There were several limitations to the present study:

    • There is an inability to control for confounding variables that would affect the number of COVID-19 deaths. Examples of such variables include government restrictions implemented, lack/availability of testing and distribution of populations, such as urban versus rural locations.

    • It is not guaranteed that governments are reporting all of the COVID-19 deaths, there may be many missed cases never confirmed. The cause of death is another factor that can have variation, as it's not clear whether the death counts used in the data had COVID-19 listed as primary cause of death or complications caused by COVID-19.

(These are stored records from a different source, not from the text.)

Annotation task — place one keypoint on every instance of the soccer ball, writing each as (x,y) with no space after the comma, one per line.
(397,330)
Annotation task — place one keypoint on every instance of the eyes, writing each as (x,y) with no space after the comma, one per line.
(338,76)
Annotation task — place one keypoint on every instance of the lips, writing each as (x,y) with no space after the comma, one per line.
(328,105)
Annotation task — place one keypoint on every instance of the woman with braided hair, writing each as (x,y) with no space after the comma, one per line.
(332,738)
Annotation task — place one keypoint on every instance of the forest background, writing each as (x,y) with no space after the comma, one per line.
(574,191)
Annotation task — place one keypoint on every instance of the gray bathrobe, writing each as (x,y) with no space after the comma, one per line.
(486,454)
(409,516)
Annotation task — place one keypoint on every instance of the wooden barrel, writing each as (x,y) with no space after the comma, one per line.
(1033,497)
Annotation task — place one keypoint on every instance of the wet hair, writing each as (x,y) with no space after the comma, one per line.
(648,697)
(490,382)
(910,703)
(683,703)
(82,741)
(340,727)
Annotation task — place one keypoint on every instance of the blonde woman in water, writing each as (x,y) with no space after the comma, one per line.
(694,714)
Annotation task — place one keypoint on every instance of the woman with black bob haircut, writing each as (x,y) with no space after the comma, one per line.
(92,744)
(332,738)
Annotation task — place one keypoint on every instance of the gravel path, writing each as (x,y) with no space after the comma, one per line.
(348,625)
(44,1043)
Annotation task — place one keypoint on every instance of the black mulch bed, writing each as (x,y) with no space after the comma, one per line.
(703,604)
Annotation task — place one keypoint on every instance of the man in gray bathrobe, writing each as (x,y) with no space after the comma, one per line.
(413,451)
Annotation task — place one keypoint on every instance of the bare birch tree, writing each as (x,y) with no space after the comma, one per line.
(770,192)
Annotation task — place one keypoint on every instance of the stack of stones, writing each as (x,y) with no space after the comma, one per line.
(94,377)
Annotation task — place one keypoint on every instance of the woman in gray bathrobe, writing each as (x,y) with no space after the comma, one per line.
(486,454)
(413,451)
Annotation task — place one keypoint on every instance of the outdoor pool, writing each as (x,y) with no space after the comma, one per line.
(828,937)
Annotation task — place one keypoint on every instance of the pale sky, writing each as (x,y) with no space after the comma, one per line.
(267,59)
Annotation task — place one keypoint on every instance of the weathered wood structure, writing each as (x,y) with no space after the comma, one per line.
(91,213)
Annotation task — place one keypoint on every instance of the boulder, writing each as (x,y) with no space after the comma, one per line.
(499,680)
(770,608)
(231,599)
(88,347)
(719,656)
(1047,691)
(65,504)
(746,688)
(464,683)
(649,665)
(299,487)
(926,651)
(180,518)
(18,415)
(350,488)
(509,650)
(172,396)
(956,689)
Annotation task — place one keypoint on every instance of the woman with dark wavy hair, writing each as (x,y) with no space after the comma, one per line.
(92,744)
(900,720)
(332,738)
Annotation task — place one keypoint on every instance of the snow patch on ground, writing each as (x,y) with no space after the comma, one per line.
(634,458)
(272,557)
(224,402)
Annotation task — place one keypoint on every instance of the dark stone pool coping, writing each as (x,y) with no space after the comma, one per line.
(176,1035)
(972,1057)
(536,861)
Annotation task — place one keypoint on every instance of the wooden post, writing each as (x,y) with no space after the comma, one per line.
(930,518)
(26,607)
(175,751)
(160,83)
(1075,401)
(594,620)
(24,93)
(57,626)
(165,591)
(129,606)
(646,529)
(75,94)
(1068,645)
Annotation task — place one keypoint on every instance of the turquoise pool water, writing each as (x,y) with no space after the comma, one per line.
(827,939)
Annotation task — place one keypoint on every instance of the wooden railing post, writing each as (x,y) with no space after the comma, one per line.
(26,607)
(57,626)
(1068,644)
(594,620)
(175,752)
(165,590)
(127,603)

    • The data did not include government spending in healthcare system specific to COVID-19; therefore, it may be that countries with lower death counts (per million) designated more of their overall healthcare spending on fighting COVID-19, even if their total healthcare spending per capita/GDP share was less.

Implications of the results and actions to be taken following this study:

    • This study should be used as a starting point to analyze other variables that better explain the relationship between countries and their total deaths per million from COVID-19. It is clear that countries cannot solely rely on their health care systems as a means to fight emerging infectious diseases; but rather, countries should take additional measures to ensure lower total deaths per million. These additional measures could be studied by examining the relationship between COVID-19 deaths and level of governmental lockdowns (measured by length of lockdown, enforcement of lockdown, etc.), COVID-19 deaths and population distribution (rate of infection in urban versus rural communities), and how effective governments are in reporting COVID-19 cases.